On a pedestal at the entrance to the downstairs space: a photo album containing 30 gelatin silver prints and 20 pigment prints on cotton paper. Each print measures approximately 11 x 8 inches. The album is dated 2018 and is available in an edition of 5 + 1AP. (Installation views below.)
Comments/Context: The Freudian concept of the uncanny and Surrealism’s representations of the unconscious run through the work of Polish artist Aneta Grzeszykowska. But even more than to Freud or the Surrealists, who were regularly flummoxed by women’s inner lives, her work relates to such works as psychoanalyst D.W. Winnicott’s writings on relationships between mothers and children; philosopher Julia Kristeva’s theory of the abject; Cindy Sherman’s self-portraits; Chantal Akerman’s films (particularly News from Home, in which Akerman reads from her mother’s letters to her); Aura Rosenberg’s photographs of her daughter Carmen; and—especially—Polish proto-feminist Alina Szapocznikow’s sculptures.
Grzeszykowska has often used her own body to explore the splitting of self in response to internal or external forces. For the 2014 series “Selfie,” she made pigskin replicas of her fingers, vagina, eyes, breasts, and other body parts, and shot them against leather backgrounds. Last year, she worked with craftsmen to fabricate a silicone model of her torso and head, documenting its creation in a series of color photos. The bust is also at the center of her newest series, “Mama,” for which the artist photographed her eight-year-old daughter, Franciszka, interacting with it as if it were a doll.
A selection of images from “Mama” occupies a gray-painted, dramatically lit room in Lyles & King’s downstairs space. They show Franciszka alternating between loving and hostile gestures, sometimes seeming to merge with the dummy, at other times marking it as separate from herself. She hugs it, submerges it in water, bathes it, offers it a cigarette, curls up with it in bed, smears its face with paint, and pulls it behind her in a wagon. In one of the creepiest pictures, she appears to be either burying it or digging it up.

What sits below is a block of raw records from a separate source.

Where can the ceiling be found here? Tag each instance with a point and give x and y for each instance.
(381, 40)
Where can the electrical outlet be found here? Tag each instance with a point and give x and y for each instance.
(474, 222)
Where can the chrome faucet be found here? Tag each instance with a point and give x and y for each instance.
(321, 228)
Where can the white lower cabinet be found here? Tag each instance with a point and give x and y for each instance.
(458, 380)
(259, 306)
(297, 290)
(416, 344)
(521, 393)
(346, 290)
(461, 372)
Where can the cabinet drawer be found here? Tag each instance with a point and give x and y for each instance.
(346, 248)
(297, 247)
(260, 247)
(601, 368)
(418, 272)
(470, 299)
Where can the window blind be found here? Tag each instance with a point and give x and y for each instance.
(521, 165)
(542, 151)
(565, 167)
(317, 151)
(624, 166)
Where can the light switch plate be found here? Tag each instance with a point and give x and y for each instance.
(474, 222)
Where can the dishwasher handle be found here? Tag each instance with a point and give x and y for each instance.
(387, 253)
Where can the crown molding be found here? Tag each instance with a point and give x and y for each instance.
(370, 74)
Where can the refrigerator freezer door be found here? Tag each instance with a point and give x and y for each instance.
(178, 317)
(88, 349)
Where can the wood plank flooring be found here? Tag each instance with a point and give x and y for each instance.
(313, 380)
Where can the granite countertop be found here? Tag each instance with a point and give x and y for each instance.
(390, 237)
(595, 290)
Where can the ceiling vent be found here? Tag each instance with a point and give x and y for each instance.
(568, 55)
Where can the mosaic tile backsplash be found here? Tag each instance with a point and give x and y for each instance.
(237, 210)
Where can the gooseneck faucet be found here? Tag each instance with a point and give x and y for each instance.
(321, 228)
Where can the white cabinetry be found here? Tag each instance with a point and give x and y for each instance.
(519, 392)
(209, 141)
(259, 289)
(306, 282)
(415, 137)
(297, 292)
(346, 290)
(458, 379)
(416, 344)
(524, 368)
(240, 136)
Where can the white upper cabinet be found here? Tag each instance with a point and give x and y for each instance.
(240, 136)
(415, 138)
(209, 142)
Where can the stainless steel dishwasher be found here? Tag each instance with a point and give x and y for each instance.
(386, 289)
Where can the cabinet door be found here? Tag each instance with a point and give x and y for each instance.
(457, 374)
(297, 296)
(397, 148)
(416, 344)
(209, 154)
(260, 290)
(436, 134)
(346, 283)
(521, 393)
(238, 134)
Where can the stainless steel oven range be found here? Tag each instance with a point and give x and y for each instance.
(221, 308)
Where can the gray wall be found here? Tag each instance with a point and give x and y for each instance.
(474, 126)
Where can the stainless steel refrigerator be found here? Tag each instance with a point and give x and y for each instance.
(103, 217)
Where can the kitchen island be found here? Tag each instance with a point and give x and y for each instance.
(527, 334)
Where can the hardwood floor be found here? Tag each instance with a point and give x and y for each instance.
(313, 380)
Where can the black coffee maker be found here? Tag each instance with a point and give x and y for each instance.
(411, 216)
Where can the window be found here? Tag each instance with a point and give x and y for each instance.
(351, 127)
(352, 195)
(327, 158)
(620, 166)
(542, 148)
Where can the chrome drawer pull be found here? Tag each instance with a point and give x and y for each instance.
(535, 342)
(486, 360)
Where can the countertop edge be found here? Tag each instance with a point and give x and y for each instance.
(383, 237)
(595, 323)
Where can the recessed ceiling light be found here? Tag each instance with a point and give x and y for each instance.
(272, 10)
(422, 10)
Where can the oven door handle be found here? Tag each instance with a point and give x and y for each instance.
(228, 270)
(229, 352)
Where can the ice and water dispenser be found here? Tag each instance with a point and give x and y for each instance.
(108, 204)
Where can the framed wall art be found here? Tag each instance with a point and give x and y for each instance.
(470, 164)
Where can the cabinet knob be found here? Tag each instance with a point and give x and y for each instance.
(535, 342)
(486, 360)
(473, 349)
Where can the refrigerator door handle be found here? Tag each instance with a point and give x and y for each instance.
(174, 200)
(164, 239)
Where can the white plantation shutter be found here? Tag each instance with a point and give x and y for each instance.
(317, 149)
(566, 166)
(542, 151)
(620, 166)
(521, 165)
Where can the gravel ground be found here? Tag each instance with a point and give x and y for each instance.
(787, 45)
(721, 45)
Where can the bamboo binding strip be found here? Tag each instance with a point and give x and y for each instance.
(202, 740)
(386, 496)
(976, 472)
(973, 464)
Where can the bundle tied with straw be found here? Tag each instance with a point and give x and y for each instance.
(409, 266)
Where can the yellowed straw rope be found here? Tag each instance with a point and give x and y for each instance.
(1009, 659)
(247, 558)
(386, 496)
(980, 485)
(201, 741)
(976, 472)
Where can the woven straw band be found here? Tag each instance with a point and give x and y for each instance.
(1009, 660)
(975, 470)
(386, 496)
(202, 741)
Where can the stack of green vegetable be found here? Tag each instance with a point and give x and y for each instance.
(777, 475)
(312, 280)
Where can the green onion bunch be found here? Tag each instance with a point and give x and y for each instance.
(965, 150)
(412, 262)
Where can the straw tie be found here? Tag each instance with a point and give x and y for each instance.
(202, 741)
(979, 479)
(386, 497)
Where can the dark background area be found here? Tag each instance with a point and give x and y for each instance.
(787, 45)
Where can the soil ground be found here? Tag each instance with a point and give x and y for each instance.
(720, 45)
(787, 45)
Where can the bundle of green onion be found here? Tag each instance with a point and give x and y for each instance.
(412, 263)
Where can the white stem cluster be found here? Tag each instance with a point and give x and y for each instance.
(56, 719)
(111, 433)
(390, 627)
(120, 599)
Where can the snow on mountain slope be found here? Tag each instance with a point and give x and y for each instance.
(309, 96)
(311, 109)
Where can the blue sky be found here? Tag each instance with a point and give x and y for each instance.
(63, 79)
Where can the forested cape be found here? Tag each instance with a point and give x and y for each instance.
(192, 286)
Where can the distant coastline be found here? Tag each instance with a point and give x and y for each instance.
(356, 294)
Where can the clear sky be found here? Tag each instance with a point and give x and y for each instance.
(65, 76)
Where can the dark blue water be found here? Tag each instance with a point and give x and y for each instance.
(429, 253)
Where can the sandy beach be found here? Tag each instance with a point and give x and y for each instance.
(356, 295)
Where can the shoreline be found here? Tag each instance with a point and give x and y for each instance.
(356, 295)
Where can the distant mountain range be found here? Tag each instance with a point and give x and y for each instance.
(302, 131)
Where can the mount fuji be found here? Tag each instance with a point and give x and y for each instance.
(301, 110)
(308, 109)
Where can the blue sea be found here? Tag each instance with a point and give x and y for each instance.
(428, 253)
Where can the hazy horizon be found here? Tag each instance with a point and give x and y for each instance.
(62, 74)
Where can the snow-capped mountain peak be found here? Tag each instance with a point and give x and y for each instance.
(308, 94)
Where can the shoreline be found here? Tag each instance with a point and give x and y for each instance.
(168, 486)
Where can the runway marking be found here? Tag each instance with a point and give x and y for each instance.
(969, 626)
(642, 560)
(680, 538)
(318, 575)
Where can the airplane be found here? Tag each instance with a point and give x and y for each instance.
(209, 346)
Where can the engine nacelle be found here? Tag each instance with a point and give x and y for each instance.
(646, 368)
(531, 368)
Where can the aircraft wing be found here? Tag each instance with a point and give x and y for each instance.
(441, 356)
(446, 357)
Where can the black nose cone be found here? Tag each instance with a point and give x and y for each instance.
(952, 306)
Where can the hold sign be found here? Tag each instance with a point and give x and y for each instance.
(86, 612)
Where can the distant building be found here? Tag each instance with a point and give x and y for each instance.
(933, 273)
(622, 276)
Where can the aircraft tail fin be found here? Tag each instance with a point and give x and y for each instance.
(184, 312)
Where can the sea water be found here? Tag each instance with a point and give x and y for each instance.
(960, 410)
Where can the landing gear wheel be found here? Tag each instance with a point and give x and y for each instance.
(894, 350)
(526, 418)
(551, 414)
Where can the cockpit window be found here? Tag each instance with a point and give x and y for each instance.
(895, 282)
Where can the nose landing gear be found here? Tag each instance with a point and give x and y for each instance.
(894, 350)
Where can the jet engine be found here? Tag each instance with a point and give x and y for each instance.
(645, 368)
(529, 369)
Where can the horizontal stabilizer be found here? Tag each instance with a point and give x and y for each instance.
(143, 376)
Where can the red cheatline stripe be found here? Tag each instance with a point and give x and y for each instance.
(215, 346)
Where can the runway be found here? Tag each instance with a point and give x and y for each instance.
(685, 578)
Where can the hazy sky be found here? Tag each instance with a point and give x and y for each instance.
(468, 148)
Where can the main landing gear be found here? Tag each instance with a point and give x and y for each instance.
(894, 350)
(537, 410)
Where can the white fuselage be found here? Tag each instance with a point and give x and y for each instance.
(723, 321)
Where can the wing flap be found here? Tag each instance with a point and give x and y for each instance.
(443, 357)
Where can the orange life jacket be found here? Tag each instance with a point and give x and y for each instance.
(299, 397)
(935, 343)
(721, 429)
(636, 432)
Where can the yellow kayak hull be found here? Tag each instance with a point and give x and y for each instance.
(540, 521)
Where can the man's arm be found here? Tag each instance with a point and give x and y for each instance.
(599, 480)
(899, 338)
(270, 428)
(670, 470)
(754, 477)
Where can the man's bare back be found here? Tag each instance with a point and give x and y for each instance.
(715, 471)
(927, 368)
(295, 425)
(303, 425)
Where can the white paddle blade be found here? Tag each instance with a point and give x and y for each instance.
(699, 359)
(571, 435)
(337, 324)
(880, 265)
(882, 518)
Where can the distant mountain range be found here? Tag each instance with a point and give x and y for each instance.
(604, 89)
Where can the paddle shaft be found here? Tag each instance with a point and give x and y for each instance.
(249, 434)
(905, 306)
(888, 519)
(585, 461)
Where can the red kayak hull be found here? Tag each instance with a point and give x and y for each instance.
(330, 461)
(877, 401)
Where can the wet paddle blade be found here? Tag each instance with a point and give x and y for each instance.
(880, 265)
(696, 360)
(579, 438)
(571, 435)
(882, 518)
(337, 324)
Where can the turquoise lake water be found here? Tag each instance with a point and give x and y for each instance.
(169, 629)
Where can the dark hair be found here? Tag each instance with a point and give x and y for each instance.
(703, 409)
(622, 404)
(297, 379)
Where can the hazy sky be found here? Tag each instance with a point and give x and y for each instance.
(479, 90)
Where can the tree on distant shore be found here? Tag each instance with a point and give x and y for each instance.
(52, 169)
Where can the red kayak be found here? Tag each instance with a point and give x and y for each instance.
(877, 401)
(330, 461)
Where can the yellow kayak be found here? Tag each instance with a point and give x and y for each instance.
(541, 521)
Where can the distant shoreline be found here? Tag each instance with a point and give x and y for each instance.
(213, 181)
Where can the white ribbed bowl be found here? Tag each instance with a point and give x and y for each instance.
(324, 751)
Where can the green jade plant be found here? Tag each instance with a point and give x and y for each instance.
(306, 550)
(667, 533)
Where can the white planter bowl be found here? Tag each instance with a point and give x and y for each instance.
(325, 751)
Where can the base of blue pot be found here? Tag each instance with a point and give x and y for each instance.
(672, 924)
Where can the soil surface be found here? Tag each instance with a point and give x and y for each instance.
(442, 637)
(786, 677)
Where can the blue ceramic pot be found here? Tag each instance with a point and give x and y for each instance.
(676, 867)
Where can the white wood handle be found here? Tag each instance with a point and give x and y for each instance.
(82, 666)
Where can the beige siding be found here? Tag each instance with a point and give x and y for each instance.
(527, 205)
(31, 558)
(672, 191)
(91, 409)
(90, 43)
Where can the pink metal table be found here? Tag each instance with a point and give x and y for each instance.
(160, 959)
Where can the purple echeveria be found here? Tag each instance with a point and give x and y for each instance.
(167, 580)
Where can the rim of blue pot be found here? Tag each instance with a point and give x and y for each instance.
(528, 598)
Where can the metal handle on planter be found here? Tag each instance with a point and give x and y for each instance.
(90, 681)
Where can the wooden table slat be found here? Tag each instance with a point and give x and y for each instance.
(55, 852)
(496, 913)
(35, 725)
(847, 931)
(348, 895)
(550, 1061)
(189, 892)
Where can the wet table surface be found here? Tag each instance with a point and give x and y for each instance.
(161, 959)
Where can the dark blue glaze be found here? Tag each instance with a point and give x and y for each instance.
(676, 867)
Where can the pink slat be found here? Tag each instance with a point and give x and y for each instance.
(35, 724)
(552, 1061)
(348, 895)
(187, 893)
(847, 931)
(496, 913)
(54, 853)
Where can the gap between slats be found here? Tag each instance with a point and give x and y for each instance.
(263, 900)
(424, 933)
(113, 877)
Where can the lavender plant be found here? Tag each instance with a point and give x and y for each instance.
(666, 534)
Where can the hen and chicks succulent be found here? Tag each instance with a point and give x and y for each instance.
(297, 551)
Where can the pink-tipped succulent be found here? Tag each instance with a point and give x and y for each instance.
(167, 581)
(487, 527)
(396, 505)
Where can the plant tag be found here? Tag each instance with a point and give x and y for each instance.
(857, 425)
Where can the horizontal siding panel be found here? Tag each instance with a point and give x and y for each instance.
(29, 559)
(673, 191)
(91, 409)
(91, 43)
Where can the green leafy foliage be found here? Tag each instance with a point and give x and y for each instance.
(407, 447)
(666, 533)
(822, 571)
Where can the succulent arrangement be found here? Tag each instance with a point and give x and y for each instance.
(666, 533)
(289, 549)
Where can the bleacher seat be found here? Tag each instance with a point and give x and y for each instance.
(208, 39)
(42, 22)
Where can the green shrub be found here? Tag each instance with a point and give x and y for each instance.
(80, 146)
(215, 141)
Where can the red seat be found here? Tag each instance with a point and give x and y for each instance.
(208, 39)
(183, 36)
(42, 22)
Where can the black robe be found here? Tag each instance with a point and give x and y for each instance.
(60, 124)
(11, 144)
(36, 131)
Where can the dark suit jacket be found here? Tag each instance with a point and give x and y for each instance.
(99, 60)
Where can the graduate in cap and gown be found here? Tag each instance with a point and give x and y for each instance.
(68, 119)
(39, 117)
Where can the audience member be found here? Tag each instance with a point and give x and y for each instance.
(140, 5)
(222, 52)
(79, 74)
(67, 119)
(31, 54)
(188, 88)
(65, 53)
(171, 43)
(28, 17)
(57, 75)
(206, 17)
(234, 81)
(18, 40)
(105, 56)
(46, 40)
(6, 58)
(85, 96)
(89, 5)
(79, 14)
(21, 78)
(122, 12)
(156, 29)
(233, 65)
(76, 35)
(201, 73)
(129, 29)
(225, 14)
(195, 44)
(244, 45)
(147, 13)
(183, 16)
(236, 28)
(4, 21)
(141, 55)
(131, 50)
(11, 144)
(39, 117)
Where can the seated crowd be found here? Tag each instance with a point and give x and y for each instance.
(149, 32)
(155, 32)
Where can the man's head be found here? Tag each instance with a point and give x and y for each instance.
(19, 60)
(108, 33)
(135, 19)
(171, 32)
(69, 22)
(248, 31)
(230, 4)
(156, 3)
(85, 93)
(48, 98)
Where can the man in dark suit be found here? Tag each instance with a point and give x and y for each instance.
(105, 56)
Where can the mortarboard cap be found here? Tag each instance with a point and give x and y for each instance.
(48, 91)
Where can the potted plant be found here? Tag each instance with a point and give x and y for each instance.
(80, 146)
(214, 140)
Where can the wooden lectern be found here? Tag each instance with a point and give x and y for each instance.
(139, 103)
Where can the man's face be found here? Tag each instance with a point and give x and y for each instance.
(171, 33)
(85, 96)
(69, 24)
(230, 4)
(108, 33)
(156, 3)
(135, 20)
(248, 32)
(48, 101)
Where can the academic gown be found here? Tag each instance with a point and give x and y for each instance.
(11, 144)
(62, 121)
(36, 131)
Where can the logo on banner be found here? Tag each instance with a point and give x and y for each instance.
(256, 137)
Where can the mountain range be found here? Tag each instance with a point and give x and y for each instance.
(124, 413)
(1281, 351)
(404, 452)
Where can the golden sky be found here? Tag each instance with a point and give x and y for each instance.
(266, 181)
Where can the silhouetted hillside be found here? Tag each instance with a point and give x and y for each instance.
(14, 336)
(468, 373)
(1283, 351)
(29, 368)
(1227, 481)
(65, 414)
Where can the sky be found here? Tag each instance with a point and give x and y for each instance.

I preferred the group of 2017 photographs upstairs showing the artist modeling for the camera in a series of cosmetic masks. Variously resembling surgical bandages, terrorists’ balaclavas, and bondage gear, such products are intended to smooth, heal, or lift the skin. Here, however, they render the artist’s face as an abstract jumble of features, fragmenting it as in the “Selfie” pictures, but by different and more straightforward means.
Certain of the works in this show, particularly those in an album of outtakes from the “Mama” series, read as overly stagey. Nevertheless, the best of them convey the complexities of women’s often ambivalent relationships with their mothers, their daughters, and their own self-image.
Collector’s POV: The works in this show range in price from $3500 to $12000. Grzeszkowska’s work has little secondary market history, so gallery retail likely remains the best option for those collectors interested in following up.